Data retrieval and search accross multiple services

45 views Asked by At

I'm building a system that comprises a multiple heterogeneous services that talk to each other over a network, although in the standard deployment model they are all on the same machine. The UI client for managing the entities within that complex system should be able to display aggregated data from all comprising services while enabling search across that aggregated data.

I'm wondering how to design the data retrieval within this system so that it is scalable as the amount of data to be searched is already high and increases?

I'm thinking about two approaches:

  1. The client queries data from all services on demand and aggregates the results in its layer. In many cases it will have to do joins between data coming from multiple services, so I'm concerned about performance here.
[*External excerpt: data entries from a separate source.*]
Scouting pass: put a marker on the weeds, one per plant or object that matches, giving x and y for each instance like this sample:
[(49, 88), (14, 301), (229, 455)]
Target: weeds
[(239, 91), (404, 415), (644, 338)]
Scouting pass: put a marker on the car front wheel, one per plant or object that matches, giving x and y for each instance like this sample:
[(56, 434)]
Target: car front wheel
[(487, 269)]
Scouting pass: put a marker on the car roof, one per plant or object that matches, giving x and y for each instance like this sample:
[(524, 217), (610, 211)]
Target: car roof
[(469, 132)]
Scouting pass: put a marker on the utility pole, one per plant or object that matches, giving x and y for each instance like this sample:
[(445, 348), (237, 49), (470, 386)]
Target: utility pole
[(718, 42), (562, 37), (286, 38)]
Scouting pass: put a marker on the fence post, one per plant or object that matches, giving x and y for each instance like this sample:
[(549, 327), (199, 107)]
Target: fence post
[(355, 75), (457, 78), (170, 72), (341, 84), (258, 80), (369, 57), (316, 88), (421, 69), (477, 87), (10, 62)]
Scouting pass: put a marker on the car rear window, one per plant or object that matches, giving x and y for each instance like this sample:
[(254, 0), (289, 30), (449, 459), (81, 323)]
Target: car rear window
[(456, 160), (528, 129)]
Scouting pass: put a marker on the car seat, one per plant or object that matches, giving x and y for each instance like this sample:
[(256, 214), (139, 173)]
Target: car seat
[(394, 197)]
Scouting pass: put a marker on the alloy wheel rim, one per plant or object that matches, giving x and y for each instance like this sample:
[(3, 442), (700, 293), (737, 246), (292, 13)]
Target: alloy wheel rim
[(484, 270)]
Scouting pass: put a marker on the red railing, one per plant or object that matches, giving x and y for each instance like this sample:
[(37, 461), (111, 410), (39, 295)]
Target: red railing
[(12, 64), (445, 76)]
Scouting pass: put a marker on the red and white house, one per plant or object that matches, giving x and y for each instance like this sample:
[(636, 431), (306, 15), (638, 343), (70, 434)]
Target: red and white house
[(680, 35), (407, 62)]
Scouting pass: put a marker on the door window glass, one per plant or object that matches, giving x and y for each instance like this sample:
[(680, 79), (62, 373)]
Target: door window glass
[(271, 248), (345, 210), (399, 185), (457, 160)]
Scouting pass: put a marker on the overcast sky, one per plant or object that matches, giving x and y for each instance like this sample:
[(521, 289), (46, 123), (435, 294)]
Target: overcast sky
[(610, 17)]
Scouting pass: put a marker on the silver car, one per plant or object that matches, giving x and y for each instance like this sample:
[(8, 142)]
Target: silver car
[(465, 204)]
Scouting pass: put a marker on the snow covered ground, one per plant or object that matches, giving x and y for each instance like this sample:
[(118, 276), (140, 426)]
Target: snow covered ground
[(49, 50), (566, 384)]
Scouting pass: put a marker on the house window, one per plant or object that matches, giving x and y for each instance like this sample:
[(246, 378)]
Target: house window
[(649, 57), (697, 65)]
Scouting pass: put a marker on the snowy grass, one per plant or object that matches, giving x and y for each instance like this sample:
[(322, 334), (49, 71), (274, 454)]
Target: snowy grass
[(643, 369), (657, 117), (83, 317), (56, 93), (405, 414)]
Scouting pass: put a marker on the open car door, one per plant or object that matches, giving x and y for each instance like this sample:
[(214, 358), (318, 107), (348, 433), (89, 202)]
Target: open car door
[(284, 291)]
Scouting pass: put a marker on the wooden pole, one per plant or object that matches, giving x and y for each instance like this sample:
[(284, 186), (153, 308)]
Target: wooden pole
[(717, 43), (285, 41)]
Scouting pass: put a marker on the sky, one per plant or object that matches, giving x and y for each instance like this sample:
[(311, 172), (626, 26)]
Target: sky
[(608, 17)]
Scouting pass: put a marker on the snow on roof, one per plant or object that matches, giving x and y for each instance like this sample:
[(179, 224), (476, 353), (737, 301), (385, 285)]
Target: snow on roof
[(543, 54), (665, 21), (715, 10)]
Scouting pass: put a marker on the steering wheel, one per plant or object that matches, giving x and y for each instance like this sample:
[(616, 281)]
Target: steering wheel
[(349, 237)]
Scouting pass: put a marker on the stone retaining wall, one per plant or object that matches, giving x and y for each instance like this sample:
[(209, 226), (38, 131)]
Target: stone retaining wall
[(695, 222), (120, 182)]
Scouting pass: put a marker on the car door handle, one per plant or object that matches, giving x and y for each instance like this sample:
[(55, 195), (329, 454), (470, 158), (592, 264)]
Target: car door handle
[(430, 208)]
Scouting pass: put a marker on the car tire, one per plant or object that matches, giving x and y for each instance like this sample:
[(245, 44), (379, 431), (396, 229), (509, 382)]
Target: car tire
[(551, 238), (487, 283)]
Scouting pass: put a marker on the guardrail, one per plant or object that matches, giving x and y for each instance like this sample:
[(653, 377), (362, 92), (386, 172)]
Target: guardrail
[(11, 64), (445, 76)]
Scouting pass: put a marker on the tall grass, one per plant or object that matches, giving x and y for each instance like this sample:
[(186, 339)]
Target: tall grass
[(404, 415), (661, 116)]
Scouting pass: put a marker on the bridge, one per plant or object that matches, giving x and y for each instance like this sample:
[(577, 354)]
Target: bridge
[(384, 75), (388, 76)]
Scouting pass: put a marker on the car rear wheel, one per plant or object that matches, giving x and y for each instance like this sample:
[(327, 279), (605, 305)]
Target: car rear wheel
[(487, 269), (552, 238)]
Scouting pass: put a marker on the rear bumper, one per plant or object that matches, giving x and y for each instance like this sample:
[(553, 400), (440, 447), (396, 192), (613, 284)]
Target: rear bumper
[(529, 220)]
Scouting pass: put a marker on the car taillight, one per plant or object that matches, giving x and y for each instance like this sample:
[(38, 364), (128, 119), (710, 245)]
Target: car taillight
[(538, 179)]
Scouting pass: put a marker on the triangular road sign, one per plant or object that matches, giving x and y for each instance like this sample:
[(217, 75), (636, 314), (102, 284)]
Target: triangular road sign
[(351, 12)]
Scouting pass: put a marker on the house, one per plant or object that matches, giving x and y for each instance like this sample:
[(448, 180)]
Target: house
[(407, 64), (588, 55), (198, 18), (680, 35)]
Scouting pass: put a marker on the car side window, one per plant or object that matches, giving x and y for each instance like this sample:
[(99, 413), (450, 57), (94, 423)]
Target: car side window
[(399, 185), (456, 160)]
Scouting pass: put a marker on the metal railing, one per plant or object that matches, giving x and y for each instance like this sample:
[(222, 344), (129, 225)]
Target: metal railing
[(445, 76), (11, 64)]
  2. Denormalize the services data in a way so that it is convenient for the client queries and even store aggregations between the multiple services data so that the client doesn't have to do joins on demand. Probably, it would be better to store each service's denormalized data in its own database or cache as thus it would be easier to keep all denormalized data up-to-date. However, I'll need to put the aggregated views across multiple services' data in some other place and I'm concerned about the overhead of keeping this remote cache up-to-date.

Any examples or references to existing architectures that solve similar problems would be highly appreciated. Thanks!

1

There are 1 answers

0
Pellared On

Having an aggregated cache would surely can have better performance but think carefully about be the cost - the synchronization. It will end up that your client (or some remote service that will do this job for the clients) has its own database that synchronizes with the service data (something like implementing own database asynchronous pull replication). Check how the data retrieved from the services can change. The best for you would be if the data is not deleted/modified and only new can be added. It would be also easier if the data do not have to be consistent. Choosing appropriate synchronization mechanism depends on existing architecture and requirements.